There is a strong positive relationship (r=0.75 Spearman correlation 4) between review abundance and the reviewer-opener ratio. This has a clear interpretation: more reviewers leads to more feedback on your code. The average number of reviewers (per 100 openers) of the low- and high-quality groups are 9 and 14 reviewers respectively. In other words: higher quality projects have a higher proportion of people reviewing the code.

Previously, I found that on average you need to increase the number of review comments by 68% to move up a quality grade. How many more developers do you need to generate these extra review comments? Using the linear trend above, I estimated that you would need to increase the number of developers who conduct code reviews (per opener) by 32%5 on average to move up a quality grade.

From these results, we would expect the reviewer-opener ratio to be positively correlated with code quality as well. Does this hold? Indeed it does, with an even slightly higher Spearman correlation (r = 0.18 6) compared to the review abundance (r=0.17). It seems that four eyes really do see more than two… 7

fig4 quality vs reviewers

What does this all mean?

We all want better code—the question is how do we get there? By analyzing pull requests of GitHub projects, I have shown that simply increasing the amount of code review might be the most straightforward way of increasing code quality. If you want to shift your project from an E-D quality grade to a C-A+ quality grade, you may need to double the amount of reviewing.

You want people within your project to review more code. One option is to ask existing reviewers to do more reviewing (that is, the same number of eyes but staring longer). We can roughly test whether this is linked with higher quality by considering the review abundance per reviewer. Alas, I find no relationship (r=-0.02,p=0.6) between code quality and review abundance per reviewer. The data suggests—somewhat unexpectedly—that for a fixed number of reviewers, more time spent reviewing does not improve code quality!

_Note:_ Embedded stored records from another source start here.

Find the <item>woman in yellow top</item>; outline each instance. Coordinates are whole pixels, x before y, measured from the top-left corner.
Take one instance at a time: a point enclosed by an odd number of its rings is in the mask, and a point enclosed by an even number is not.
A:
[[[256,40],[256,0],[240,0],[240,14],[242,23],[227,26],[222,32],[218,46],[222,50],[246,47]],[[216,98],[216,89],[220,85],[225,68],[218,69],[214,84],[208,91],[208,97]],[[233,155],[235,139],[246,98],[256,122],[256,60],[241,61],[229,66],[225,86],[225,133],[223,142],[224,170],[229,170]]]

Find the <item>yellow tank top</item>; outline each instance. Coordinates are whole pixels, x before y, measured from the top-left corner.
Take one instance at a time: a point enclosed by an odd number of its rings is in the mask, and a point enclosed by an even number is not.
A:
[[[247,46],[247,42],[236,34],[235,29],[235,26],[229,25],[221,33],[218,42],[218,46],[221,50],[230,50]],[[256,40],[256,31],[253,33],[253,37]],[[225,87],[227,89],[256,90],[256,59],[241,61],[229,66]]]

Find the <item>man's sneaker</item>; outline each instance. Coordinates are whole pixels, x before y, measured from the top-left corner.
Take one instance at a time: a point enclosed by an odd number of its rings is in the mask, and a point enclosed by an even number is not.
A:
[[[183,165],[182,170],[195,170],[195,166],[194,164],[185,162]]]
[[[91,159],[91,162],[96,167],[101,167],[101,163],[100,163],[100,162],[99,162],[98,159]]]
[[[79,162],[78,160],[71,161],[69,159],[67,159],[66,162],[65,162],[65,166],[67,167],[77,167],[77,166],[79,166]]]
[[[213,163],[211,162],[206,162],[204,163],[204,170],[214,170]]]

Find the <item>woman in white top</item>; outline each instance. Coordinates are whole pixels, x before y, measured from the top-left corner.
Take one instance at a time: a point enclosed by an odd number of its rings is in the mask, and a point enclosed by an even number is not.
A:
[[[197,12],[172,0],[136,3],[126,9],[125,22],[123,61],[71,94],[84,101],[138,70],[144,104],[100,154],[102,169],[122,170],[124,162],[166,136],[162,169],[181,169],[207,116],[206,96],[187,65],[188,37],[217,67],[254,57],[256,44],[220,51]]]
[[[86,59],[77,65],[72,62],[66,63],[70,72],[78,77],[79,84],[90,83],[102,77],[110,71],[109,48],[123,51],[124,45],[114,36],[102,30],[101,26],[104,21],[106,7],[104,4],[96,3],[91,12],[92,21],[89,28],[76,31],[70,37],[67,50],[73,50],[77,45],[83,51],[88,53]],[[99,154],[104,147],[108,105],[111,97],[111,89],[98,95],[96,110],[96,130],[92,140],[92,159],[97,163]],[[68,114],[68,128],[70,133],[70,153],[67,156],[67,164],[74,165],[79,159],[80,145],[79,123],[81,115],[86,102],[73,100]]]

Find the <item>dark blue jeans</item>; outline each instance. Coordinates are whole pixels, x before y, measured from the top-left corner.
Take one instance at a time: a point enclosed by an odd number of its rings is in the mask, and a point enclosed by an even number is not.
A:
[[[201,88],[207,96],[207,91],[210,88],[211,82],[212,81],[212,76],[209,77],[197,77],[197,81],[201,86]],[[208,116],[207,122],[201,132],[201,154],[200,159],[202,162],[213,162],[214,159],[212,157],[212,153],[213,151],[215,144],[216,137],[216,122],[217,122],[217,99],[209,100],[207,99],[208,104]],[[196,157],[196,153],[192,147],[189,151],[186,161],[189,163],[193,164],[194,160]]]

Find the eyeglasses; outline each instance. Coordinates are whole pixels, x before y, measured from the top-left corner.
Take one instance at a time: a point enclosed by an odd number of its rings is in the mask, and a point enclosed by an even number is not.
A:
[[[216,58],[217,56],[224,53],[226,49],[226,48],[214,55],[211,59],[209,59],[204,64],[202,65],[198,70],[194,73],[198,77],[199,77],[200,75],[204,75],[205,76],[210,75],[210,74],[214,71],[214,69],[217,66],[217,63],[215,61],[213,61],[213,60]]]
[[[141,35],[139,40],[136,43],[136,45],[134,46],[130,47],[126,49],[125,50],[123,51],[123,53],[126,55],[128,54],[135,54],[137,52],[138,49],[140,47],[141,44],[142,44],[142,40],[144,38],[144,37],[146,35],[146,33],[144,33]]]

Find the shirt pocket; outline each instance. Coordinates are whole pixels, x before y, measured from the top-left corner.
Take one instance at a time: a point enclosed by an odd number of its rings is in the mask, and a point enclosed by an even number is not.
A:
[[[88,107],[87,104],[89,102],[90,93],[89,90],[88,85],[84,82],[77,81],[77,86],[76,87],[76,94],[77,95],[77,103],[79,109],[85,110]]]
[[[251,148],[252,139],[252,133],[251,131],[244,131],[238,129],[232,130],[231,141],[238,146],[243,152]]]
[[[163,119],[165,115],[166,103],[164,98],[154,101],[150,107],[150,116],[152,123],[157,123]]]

We now have evidence that adding more reviewers improves code quality, but getting existing reviewers to review more does not. Say that every developer in your organization spends 10% of their time reviewing code. Then a good bang-for-your-buck strategy is for developers to continue spending 10% of their time on code review, but spread that time over more pull requests. Why? Because the data suggests it's better to get more eyes on a pull request, than fewer eyes staring longer.

But you can also get another pair of eyes for free! Why not instead boost your current review process by setting up LGTM's automated code review on your pull requests? LGTM’s automated code review functionality acts as an additional automated-reviewer that finds and flags problems independently. It adds an extra layer of code review by providing a comprehensive analysis of pull requests before they are merged (without interfering with existing reviewing by developers). LGTM will also catch deeper mistakes or vulnerabilities that developers might miss.

Overall, my empirical analysis suggests that:

  • The code review process does indeed improve code quality.
  • Increasing the number of reviewers, and not the time individuals spend reviewing, is the best way to improve your project’s code review process.

Thank you to the data science team for their help thus far—and in particular for a lovely welcome curry! I look forward to two more exciting months of my internship.

  1. Automatically generated review comments are ignored in this analysis.

  2. This result is statistically significant at a level of 0.1% with a p-value of 0.0002.

  3. A GitHub user can be both a reviewer and an opener for a project, so the ‘reviewers’ and ‘openers’ of a project are not mutually exclusive.

  4. This result is statistically significant with a p-value of less than 10e-6.

  5. The underlying reason why you need to increase the number of reviewers less than you need to increase the number of review comments, is that some reviewers are much more active than others. So a few extra reviewers can greatly increase the number of issues found, provided there are a few workhorses among those extra reviewers.

  6. This result is statistically significant at a level of 0.1% with a p-value of 0.00024.

  7. The National Magazine, 1857, with the alternative from Venice: “pope and peasant know more than the pope alone”.